SLSD updates its hybrid learning plan

New metrics could mean quicker return to in-person learning

In light of Gov. Kate Brown’s announcement of changes to Oregon’s school metrics on Oct. 30, South Lane School District (SLSD) has updated its hybrid learning model.

“In short, they’ve made it easier for us to open to in-person learning for students,” said SLSD Curriculum Director Jeremy Smith during a virtual presentation to parents on Tuesday.

The new metrics highlight the importance of returning to in-person instruction. Changes included a two-week “look back” at the metrics data rather than one week at a time over a three-week period and the removal of state positivity rate in favor of county positivity rates.

While the new guidelines will allow more students to return to in-person instruction with health and safety measures in place, Lane County’s COVID-19 case rate is currently too high to welcome students back into classrooms.

Even so, the relaxed requirements may allow students to return to in-school instruction under the hybrid model sooner than expected.

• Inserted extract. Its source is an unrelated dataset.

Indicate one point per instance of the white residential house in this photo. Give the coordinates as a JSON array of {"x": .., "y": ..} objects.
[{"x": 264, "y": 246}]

SLSD currently employs a Comprehensive Distance Learning method, in which most students attend virtual classes. The hybrid model would mean students split their learning time between home and the classroom.

Standards for moving to a hybrid model are based on county case rate and test positivity.

Oregon Health Authority data released on Monday listed Lane County cases at 133.6 per 100,000 with a test positivity of 7.6 percent between Oct. 25 and Nov. 7.

A case rate of less than 100 is required to move into a hybrid model.

New state guidance has included changes such as limited in-person class sizes. 

Previously restricted to 10 or fewer students, the school district may now bring in groups of up to 20 students identified as being in need of assistance during distance learning.

There is also a continued focus on preventative measures. Safety features are to include required face coverings for staff and students inside and outside buildings, possible use of face shields and plexiglass, making space for 35 square feet per student, sanitation between groups of students cycling through classrooms and increased ventilation of rooms and buildings.

Students provided with Chromebooks and hotspots will be able to keep these during the transition as well.

The school district anticipates the earliest transitions to hybrid learning occurring no sooner than Nov. 30 for grades PK-3. 

As previously planned, there will continue to be a focus on elementary grades first with the gradual inclusion of secondary grades over several months.

Health authorities have reasoned that younger children are in a lower risk group for COVID-19 and a slow inclusion of higher grades will allow time for careful data collection as districts progress toward in-person models of learning.

Based on this and the staggered starts of trimesters and semesters, grades 4-5 will likely not see a transition sooner than Dec. 14, while middle school grades are aiming for Jan. 5 and high school grades Feb. 8.

All dates, however, are subject to change depending on county metrics and guidelines handed down by the state.

Under the hybrid model, PK-5 grade students will attend either for three hours in the morning or three hours in the afternoon Monday, Tuesday, Thursday and Friday, maintaining a “Wellness Wednesday” in which staff can check in with students.

Grades 6-12 will attend two full days per week under various cohort models depending on the school.

“We’re hoping to have cohorts A and B announced by Dec. 11 so parents can do some planning,” said Lincoln Middle School Principal Bill Bechen.

“I want to be clear here: We are not planning on bringing all students back every day,” said Smith. “We would not be able to meet the safety requirements that the state has laid out for us.”

Meals will also continue to be provided five days a week.